Enviada em 05/12/2020

A pensadora nigeriana Chimanda Adichie afirma que a ideia de mudar o status quo - ou seja, o estado das coisas- é sempre penosa. Nessa perspectiva,percebe-se  uma inércia no estado de problemas como o da automedicação, que pode causar muitos malefícios se feita de forma errada, podendo causar até mesmo problemas de saúde grave. Nesse contexto, é notório a configuração de um problema, que se enraíza na falta  de conhecimento e na busca por prazeres instantâneos.

Primeiramente, é preciso salientar que a falta de conhecimento é uma causa latente do problema. Djamila Ribeiro, pensadora brasileira, ressalta a importância de nomear as opressões, “já que não podemos combater oque não tem nome.” Porém, a realidade que se impõe é a do desconhecimento por grande parte da população, visto que muitos indivíduos não sabem os riscos que a automedicação pode acarretar.

Em segundo plano, outra configuração para o problema é a busca por prazeres imediatos. De acordo o hedonismo, filosofia grega o prazer é o bem supremo da vida humana. Sob essa lógica, a busca por prazeres instantâneo é justificada como o sentido moral da vida. No entanto, as pessoas estão se automedicando, como uma solução para o alívio imediato de alguns sintomas mas isso pode trazer consequências mais graves.

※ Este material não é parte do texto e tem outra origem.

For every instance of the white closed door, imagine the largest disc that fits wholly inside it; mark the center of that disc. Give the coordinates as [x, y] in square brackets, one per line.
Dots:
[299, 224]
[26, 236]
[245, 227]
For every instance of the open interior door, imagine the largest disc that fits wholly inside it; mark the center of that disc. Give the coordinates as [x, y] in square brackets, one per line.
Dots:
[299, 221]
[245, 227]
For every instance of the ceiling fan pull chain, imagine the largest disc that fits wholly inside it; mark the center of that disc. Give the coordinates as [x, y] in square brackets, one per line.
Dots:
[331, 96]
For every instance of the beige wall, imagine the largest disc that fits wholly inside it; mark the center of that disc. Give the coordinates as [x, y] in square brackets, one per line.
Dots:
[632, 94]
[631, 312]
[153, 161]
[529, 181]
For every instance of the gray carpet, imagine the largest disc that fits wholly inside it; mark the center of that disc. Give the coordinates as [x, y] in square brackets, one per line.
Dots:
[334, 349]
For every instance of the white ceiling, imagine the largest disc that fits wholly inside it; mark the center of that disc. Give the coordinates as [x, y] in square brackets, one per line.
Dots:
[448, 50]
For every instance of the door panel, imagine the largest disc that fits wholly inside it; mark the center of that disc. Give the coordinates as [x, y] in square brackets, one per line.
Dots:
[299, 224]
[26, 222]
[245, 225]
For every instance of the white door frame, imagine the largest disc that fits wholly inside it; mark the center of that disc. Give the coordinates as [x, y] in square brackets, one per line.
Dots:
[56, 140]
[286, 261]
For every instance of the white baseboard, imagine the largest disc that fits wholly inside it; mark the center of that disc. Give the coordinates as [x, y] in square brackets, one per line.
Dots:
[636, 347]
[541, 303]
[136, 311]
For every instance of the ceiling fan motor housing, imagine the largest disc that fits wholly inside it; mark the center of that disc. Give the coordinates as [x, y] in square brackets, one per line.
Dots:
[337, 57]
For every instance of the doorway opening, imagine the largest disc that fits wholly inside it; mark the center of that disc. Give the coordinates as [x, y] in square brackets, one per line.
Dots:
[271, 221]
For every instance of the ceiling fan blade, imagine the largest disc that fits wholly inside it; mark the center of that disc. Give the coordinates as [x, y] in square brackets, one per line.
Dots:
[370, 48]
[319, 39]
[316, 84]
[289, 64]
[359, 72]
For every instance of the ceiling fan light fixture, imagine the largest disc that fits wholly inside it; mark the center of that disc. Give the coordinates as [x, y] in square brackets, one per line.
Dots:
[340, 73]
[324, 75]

Portanto, como solução é necessário que a grande mídia- como responsável pela construção cultural - deve criar um canal de comunicação sobre o tema, por meio do aplicativo telegram, a fim de informar propriamente a população usando aúdios de especialistas. Tal ação deve, ainda, ser divulgada nos canais de comunicações convencionais e outras plataformas digitais. Assim possivelmente,  a mudança do estado das coisas possa ser menos dificultosa, como a perspectiva de Adichie revelou.